VAIL — After two major gas leaks caused by construction drilling this month, the town of Vail will require the company that caused the line breaks to follow strict guidelines for the remainder of the project.
The town ordered Slick Underground Inc., of Elbert, to halt work Tuesday after crews caused two gas-line breaks in two separate places over the course of five days. The company, a subcontractor of Aspen Wireless, was working on a new Wi-Fi and cell phone network system that required installing fiber optic cables throughout the town.
The first leak happened on Aug. 6 near Lionshead Village and the second happened on Aug. 11 near Matterhorn Circle in a residential area. As a result, hundreds of guests, employees and residents in the two neighborhoods were evacuated, and crews from Vail Fire & Emergency Services, Vail Police, Vail Public Works, Eagle County Paramedic Services, Red Cross, Xcel Energy and Eagle River Water & Sanitation District all were on scene.

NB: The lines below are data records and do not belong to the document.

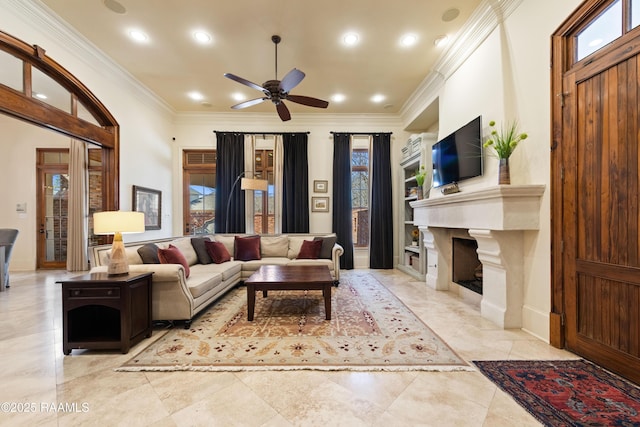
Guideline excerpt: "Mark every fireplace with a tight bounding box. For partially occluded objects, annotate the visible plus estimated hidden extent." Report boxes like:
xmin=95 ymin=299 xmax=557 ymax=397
xmin=452 ymin=238 xmax=482 ymax=294
xmin=410 ymin=185 xmax=545 ymax=328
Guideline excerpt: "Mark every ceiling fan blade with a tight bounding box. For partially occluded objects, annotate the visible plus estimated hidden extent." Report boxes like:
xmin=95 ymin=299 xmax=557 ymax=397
xmin=276 ymin=102 xmax=291 ymax=121
xmin=279 ymin=68 xmax=305 ymax=93
xmin=224 ymin=73 xmax=265 ymax=92
xmin=286 ymin=94 xmax=329 ymax=109
xmin=231 ymin=97 xmax=267 ymax=109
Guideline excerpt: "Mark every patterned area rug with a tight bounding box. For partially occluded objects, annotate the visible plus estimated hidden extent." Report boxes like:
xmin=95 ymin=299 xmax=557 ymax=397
xmin=118 ymin=272 xmax=468 ymax=371
xmin=474 ymin=359 xmax=640 ymax=426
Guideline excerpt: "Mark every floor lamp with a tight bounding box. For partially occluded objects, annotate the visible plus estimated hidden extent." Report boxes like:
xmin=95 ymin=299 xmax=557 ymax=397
xmin=225 ymin=172 xmax=269 ymax=233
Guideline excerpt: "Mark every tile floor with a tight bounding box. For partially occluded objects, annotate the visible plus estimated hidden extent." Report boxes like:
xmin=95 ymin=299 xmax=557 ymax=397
xmin=0 ymin=269 xmax=579 ymax=426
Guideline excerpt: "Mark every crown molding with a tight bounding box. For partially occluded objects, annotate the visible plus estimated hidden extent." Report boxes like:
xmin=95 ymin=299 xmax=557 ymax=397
xmin=174 ymin=111 xmax=405 ymax=130
xmin=400 ymin=0 xmax=524 ymax=128
xmin=5 ymin=0 xmax=174 ymax=115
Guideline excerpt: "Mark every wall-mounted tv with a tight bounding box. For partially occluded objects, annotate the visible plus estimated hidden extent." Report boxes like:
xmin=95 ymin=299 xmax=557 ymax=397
xmin=432 ymin=116 xmax=483 ymax=188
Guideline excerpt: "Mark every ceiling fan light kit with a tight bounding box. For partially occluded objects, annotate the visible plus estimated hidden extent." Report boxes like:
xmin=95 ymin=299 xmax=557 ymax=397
xmin=224 ymin=35 xmax=329 ymax=121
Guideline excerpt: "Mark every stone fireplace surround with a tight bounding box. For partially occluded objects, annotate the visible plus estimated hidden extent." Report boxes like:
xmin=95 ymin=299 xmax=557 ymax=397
xmin=410 ymin=185 xmax=545 ymax=329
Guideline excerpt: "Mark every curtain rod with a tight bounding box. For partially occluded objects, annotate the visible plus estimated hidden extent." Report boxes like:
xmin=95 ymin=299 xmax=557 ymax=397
xmin=330 ymin=131 xmax=393 ymax=135
xmin=214 ymin=131 xmax=310 ymax=135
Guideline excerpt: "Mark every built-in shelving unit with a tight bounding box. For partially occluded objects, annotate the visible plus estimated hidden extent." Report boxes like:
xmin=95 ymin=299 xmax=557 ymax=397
xmin=397 ymin=133 xmax=435 ymax=280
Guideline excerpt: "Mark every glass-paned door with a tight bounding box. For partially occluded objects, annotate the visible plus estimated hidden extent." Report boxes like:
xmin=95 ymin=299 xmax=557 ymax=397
xmin=254 ymin=150 xmax=274 ymax=234
xmin=183 ymin=150 xmax=216 ymax=235
xmin=37 ymin=149 xmax=69 ymax=268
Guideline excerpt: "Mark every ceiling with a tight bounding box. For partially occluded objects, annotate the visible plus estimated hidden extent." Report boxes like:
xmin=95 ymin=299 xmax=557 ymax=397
xmin=38 ymin=0 xmax=483 ymax=119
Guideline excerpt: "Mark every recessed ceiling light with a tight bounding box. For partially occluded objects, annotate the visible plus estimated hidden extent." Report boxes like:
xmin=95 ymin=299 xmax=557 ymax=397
xmin=371 ymin=94 xmax=385 ymax=103
xmin=128 ymin=29 xmax=149 ymax=43
xmin=193 ymin=30 xmax=212 ymax=44
xmin=343 ymin=32 xmax=359 ymax=46
xmin=33 ymin=92 xmax=47 ymax=100
xmin=232 ymin=92 xmax=245 ymax=101
xmin=188 ymin=91 xmax=204 ymax=101
xmin=331 ymin=93 xmax=346 ymax=103
xmin=400 ymin=34 xmax=418 ymax=47
xmin=434 ymin=35 xmax=449 ymax=48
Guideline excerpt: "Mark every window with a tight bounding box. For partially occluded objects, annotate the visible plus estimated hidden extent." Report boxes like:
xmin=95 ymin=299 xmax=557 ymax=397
xmin=253 ymin=149 xmax=275 ymax=234
xmin=183 ymin=150 xmax=216 ymax=235
xmin=576 ymin=0 xmax=622 ymax=61
xmin=352 ymin=148 xmax=369 ymax=247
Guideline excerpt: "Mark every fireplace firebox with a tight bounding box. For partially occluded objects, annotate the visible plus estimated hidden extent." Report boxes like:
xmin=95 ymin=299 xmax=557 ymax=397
xmin=452 ymin=237 xmax=482 ymax=294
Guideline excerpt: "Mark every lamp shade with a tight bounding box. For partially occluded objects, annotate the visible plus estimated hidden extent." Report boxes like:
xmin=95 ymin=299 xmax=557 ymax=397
xmin=94 ymin=211 xmax=145 ymax=235
xmin=241 ymin=177 xmax=268 ymax=191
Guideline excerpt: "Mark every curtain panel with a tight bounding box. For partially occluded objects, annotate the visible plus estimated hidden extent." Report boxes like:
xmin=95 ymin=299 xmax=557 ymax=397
xmin=67 ymin=139 xmax=88 ymax=271
xmin=282 ymin=133 xmax=310 ymax=232
xmin=332 ymin=133 xmax=354 ymax=269
xmin=214 ymin=132 xmax=246 ymax=233
xmin=369 ymin=133 xmax=394 ymax=268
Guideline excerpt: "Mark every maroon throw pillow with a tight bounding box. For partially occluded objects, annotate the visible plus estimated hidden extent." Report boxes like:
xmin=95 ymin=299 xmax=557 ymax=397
xmin=297 ymin=239 xmax=322 ymax=259
xmin=204 ymin=240 xmax=231 ymax=264
xmin=158 ymin=244 xmax=190 ymax=278
xmin=234 ymin=235 xmax=261 ymax=261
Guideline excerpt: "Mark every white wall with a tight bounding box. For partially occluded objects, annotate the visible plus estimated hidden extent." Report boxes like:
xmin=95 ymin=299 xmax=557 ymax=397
xmin=0 ymin=117 xmax=69 ymax=270
xmin=412 ymin=0 xmax=582 ymax=340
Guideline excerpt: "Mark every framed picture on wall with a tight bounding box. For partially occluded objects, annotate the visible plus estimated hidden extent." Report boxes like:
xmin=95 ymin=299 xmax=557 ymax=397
xmin=133 ymin=185 xmax=162 ymax=230
xmin=313 ymin=180 xmax=328 ymax=193
xmin=311 ymin=196 xmax=329 ymax=212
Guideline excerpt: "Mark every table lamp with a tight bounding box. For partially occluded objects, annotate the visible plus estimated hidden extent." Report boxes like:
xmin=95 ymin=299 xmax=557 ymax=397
xmin=93 ymin=211 xmax=145 ymax=275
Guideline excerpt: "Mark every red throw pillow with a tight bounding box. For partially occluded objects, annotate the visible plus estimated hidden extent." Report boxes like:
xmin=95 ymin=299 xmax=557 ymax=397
xmin=234 ymin=235 xmax=261 ymax=261
xmin=204 ymin=240 xmax=231 ymax=264
xmin=158 ymin=244 xmax=190 ymax=278
xmin=297 ymin=239 xmax=322 ymax=259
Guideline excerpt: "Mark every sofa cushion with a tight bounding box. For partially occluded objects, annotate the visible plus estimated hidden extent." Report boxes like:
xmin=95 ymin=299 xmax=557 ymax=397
xmin=158 ymin=244 xmax=190 ymax=278
xmin=191 ymin=261 xmax=242 ymax=282
xmin=235 ymin=235 xmax=261 ymax=261
xmin=260 ymin=235 xmax=289 ymax=258
xmin=297 ymin=239 xmax=322 ymax=259
xmin=213 ymin=235 xmax=235 ymax=257
xmin=190 ymin=237 xmax=212 ymax=264
xmin=313 ymin=235 xmax=337 ymax=259
xmin=170 ymin=237 xmax=199 ymax=266
xmin=205 ymin=240 xmax=231 ymax=264
xmin=137 ymin=243 xmax=160 ymax=264
xmin=241 ymin=257 xmax=290 ymax=272
xmin=185 ymin=270 xmax=222 ymax=299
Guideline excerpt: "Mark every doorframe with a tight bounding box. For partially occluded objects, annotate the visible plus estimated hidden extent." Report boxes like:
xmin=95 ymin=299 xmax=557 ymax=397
xmin=0 ymin=30 xmax=119 ymax=212
xmin=550 ymin=0 xmax=640 ymax=347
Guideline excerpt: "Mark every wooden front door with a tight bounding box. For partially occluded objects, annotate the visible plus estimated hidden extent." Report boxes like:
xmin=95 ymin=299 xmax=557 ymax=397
xmin=552 ymin=0 xmax=640 ymax=383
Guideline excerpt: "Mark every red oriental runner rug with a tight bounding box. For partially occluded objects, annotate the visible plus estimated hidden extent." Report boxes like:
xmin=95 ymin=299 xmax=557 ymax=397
xmin=474 ymin=359 xmax=640 ymax=426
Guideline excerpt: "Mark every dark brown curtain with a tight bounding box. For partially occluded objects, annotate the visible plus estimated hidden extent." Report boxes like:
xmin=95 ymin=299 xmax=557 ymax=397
xmin=214 ymin=132 xmax=245 ymax=233
xmin=332 ymin=133 xmax=354 ymax=269
xmin=370 ymin=133 xmax=393 ymax=268
xmin=282 ymin=133 xmax=309 ymax=232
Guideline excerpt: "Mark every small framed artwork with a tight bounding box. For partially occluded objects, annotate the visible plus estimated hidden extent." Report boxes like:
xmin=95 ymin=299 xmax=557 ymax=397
xmin=133 ymin=185 xmax=162 ymax=230
xmin=312 ymin=196 xmax=329 ymax=212
xmin=313 ymin=180 xmax=328 ymax=193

The company was told it could resume excavation provided they follow new protocol that requires them to present their construction plans to the town and utility company representatives at weekly meetings for the remainder of the project.
Town of Vail Construction Area Coordinator Leonard Sandoval said that traditionally the town hasn’t had too much construction through the summer months, and therefore hasn’t been holding weekly construction meetings.
“We’re starting the meetings back up and one of the requirements for the contractor is to communicate with the utilities and present their plans for the company’s review. That way we can pinpoint all the underground utilities and see if there’s anything tricky going on,” Sandoval said.
Also, the new guidelines require a representative from Xcel Energy or SiteWise Corporation to be on site while the contractor is boring near any gas line.
“We want to give it one more layer of oversight,” said Mike Vaughan, Vail fire marshal. “If they all need to be out there shoulder-to-shoulder to discuss in order to do it right, that’s what we’re going to do.”
The fiber-optic project still involves about 5,000 feet of drilling, mostly in the West Vail area and the frontage roads. To date, Slick Underground has already completed about 40,000 feet of drilling prior to the gas leaks.
Sandoval said the gas-line breaks are still under investigation but that leaks like those in early August can happen several ways — either the company hasn’t done the necessary homework to find out where the gas lines are, or they can hit older lines that aren’t indicated on current maps.
At the time of the line breaks, crews were drilling about 4 to 5 feet deep. The lines they hit were current, active pipelines.
For now, the new guidelines only apply to the remainder of the fiber-optic installation project, but Vaughan said he’d like to see the rules apply to future projects as well.
“We’re holding them more accountable for the work, and it’s going to take a little longer, but we want it done safely,” Vaughan said. “I’d like us to visit doing this in perpetuity. That way anyone else who does these underground projects knows what we expect and that we’re watching.”